On Mon, 1 May 2000, Guido van Rossum wrote:
Paul, we're both just saying the same thing over and over without convincing each other. I'll wait till someone who wasn't in this debate before chimes in.
Well, I'm guessing you had someone specific in mind (Neil?), but I want to
say someothing too, as the only one here (I think) using ISO-8859-8
natively. I much prefer the Fredrik-Paul position, known also as the
character is a character position, to the UTF-8 as default encoding.
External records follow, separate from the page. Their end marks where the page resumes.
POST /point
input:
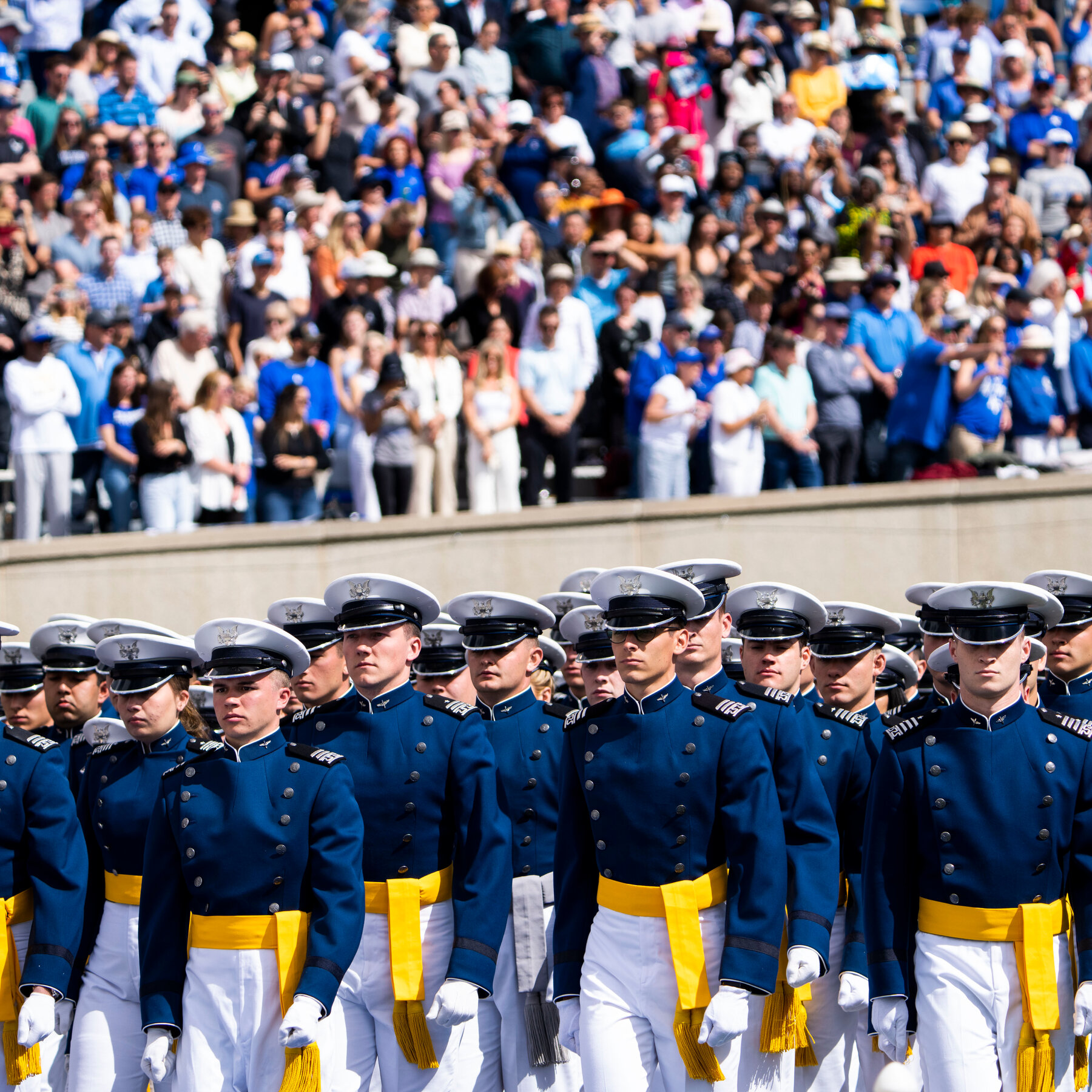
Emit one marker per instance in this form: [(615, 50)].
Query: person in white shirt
[(787, 138), (42, 393), (577, 333), (955, 185), (735, 433), (438, 382)]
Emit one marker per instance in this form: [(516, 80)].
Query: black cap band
[(764, 625)]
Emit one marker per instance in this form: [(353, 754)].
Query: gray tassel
[(543, 1025)]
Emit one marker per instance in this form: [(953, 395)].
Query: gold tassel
[(700, 1060), (20, 1062), (302, 1073)]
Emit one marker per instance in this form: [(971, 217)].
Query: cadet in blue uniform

Unicode is western-centered -- the first 256 characters are Latin 1. UTF-8
is even more horribly western-centered (or I should say USA centered) --
ASCII documents are the same. I'd much prefer Python to reflect a
fundamental truth about Unicode, which at least makes sure binary-goop can
pass through Unicode and remain unharmed, then to reflect a nasty problem
with UTF-8 (not everything is legal).
If I'm using Hebrew characters in my source (which I won't for a long
while), I'll use them in Unicode strings only, and make sure I use
Unicode. If I'm reading Hebrew from an IS-8859-8 file, I'll set a
conversion to Unicode on the fly anyway, since most bidi libraries work on
Unicode. So having UTF-8 conversions magically happen won't help me at
all, and will only cause problem when I use "sort-for-uniqueness" on a
list with mixed binary-goop and Unicode strings. In short, this sounds
like a recipe for disaster.
internationally y'rs, Z.
--
Moshe Zadka